A force d’être libres, nous négligeons notre liberté. Nous sommes choqués, nous sommes émus par les évènements qui, chaque jour, nous sont relatés par les médias. Puis nous zappons. Nous ne réfléchissons pas, nous ne réagissons pas, nous ne nous indignons pas. Nous préférons les analyses rapides, le vite lu, vite vu, vite digéré. Nous avons l’impression, peut-être, que nous ne pouvons rien faire et qu’il n’y a rien à dire.

D’autres ont le courage de donner leur opinion, le courage de penser. Hier, des hommes sont morts d’avoir eu cette audace-là, assassinés par des fous. Alors, cela arrive encore, d’être tué pour une idée ? Oui, ça arrive. Tous les jours.

 Je ne suis pas Charlie, mais comme Charlie je suis libre. Libre d’avoir des avis, libre de m’exprimer, avec des mots, avec des dessins, libre de rire de tout, libre de lire ce que j’ai envie de lire, libre de dire ce que j’ai envie de dire, libre de ne pas plaire, libre de choquer. Et aucune forme d’obscurantisme ne m’enlèvera cette liberté, que par ailleurs nous nous devons d’exercer.
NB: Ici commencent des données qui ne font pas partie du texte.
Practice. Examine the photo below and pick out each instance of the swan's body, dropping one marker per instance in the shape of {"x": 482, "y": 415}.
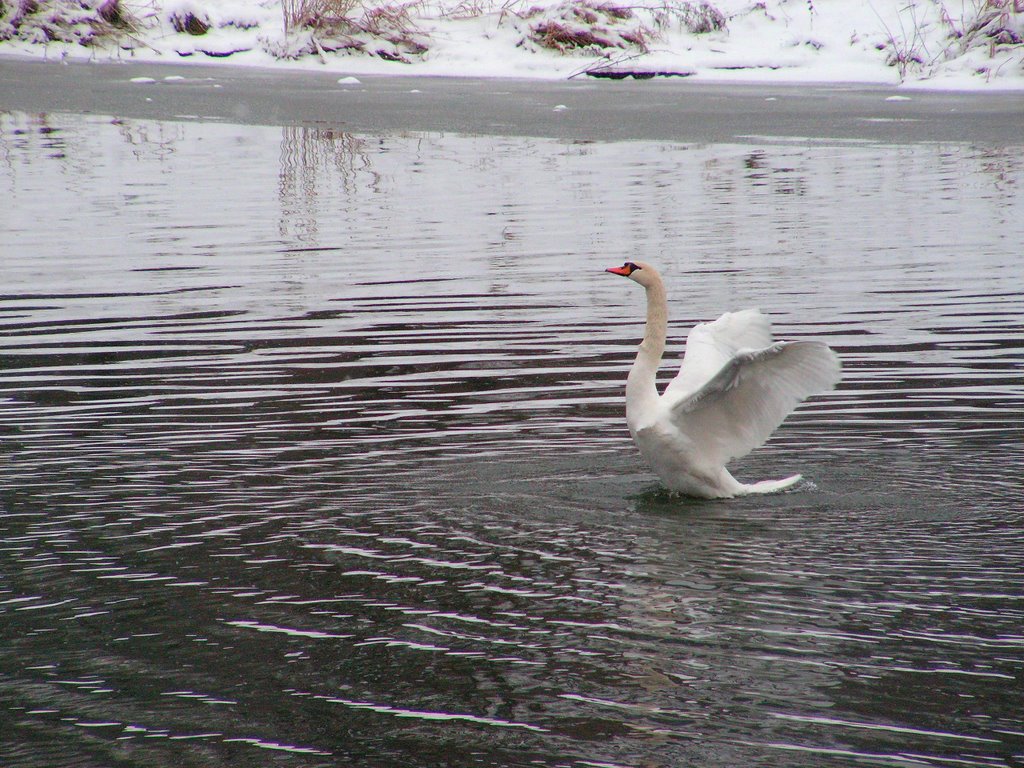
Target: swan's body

Musulman, juif, chrétien, bouddhiste, hindouiste, agnostique ou athée, de droite, de gauche, centriste, policier, caricaturiste, journaliste ou boulanger, affirmons notre réalité. Soyons fiers de ce que nous sommes, soyons fiers de ce que nous pensons, soyons fiers de le dire, car nous en avons le droit. Soyons fiers d’avoir ce droit. Soyons fiers de l’altérité de ceux qui nous entourent, soyons fiers qu’eux aussi soient libres, qu’eux aussi aient le droit d’être et d’exprimer ce qu’ils sont.
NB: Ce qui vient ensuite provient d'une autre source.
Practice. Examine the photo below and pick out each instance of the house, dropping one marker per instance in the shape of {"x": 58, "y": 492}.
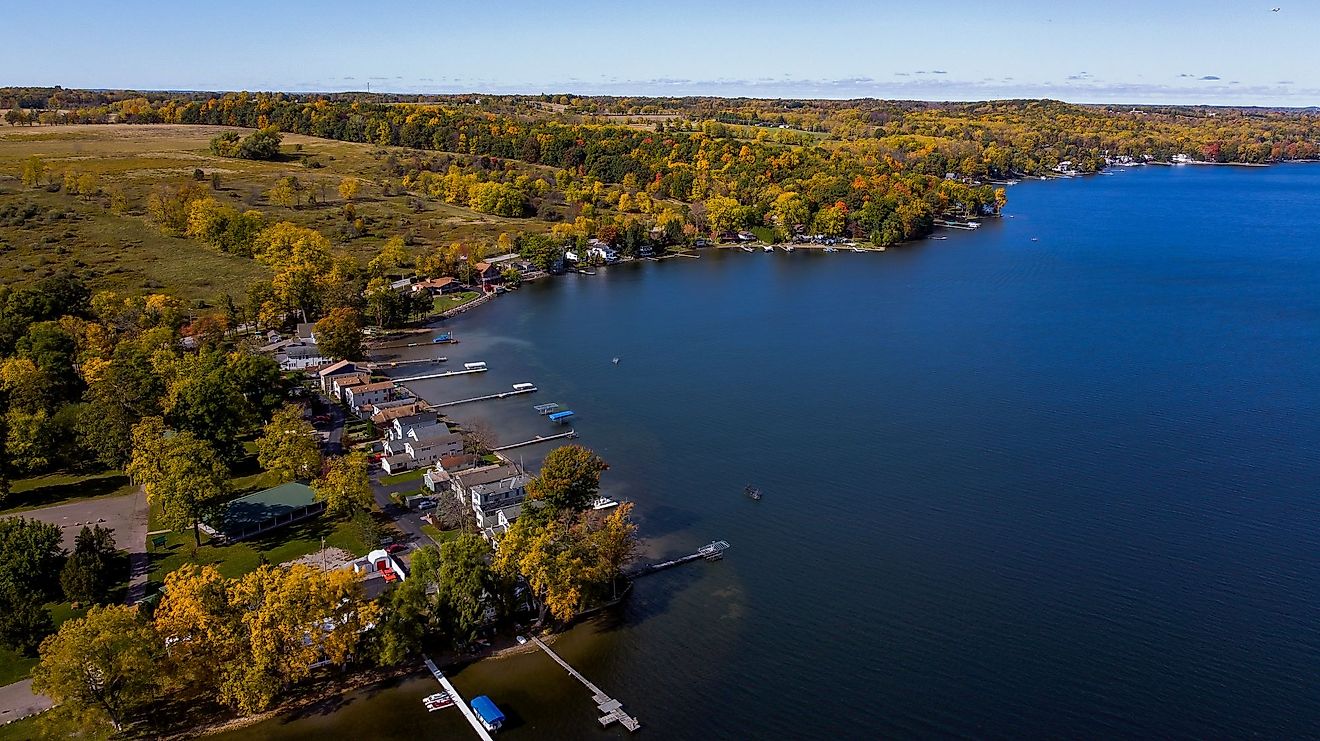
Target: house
{"x": 358, "y": 396}
{"x": 349, "y": 381}
{"x": 328, "y": 374}
{"x": 490, "y": 489}
{"x": 384, "y": 415}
Le monde ne s’arrête pas à la limite de notre individualité. Le monde, ce n’est pas moi, c’est nous. Alors chaque jour, pensons-y. Prenons le crayon, prenons la plume, affirmons-nous. Battons-nous pour devenir plus entiers, plus libres car plus nous le ferons, plus la liberté d’expression prendra de la valeur.
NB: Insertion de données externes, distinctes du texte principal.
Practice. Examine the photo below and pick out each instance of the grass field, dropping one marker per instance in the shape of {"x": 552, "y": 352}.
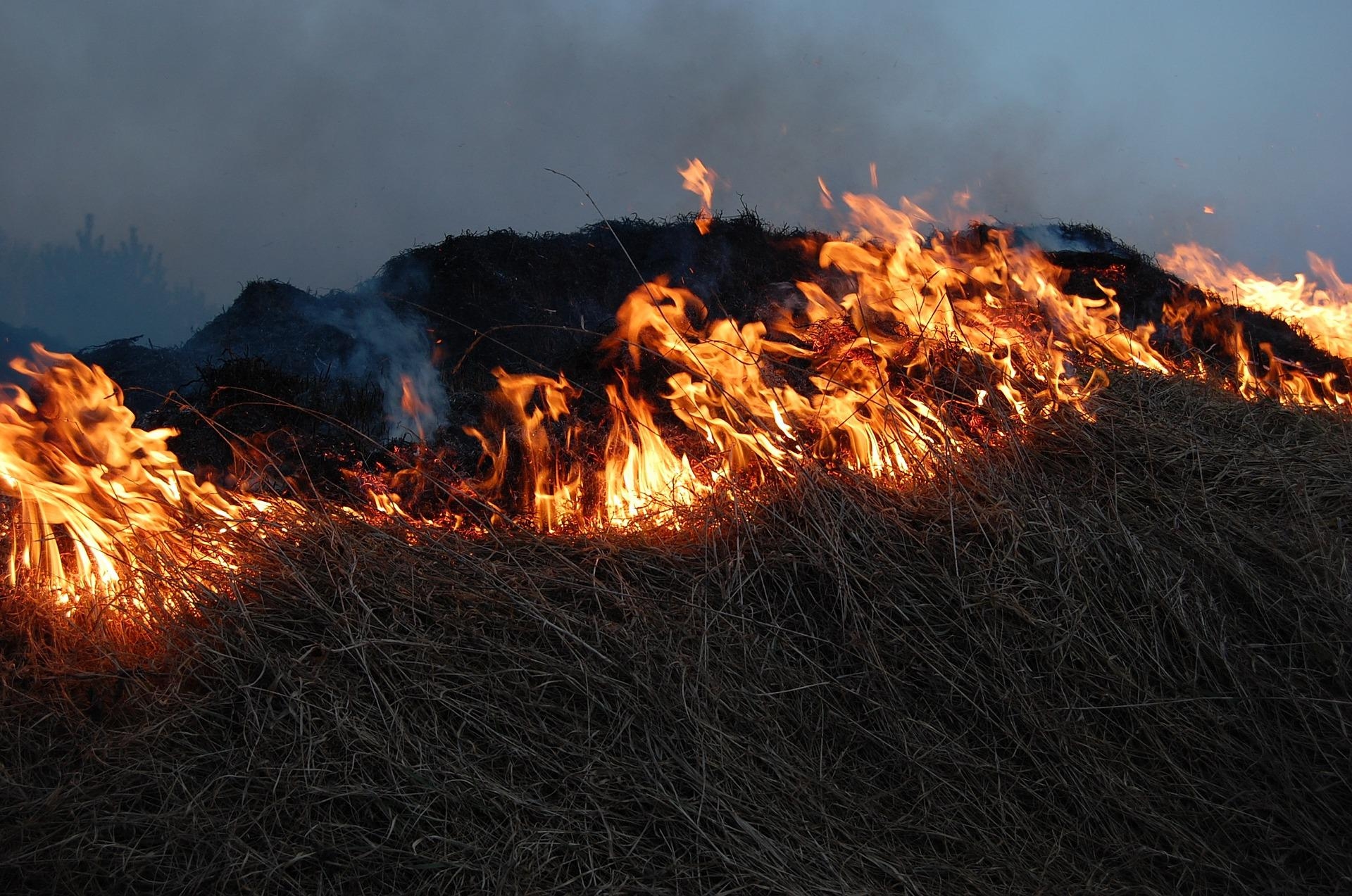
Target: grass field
{"x": 1115, "y": 659}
Pour Charlie et pour tous ceux qui sont morts ou mourrons d’avoir eu une idée et de l’avoir dite, réveillons-nous. Soyons des êtres humains entiers. Indignons-nous chaque jour, fâchons-nous contre ce qui nous dérange. Cependant gardons à l’esprit que nous ne pouvons avoir ce droit sans le laisser à l’autre et que s’il est bon d’être libre, vivre en paix est plus important encore. Défendons-nous, soyons ce que nous voulons être. Mourons pour nos idées, d’accord. Mais de mort lente.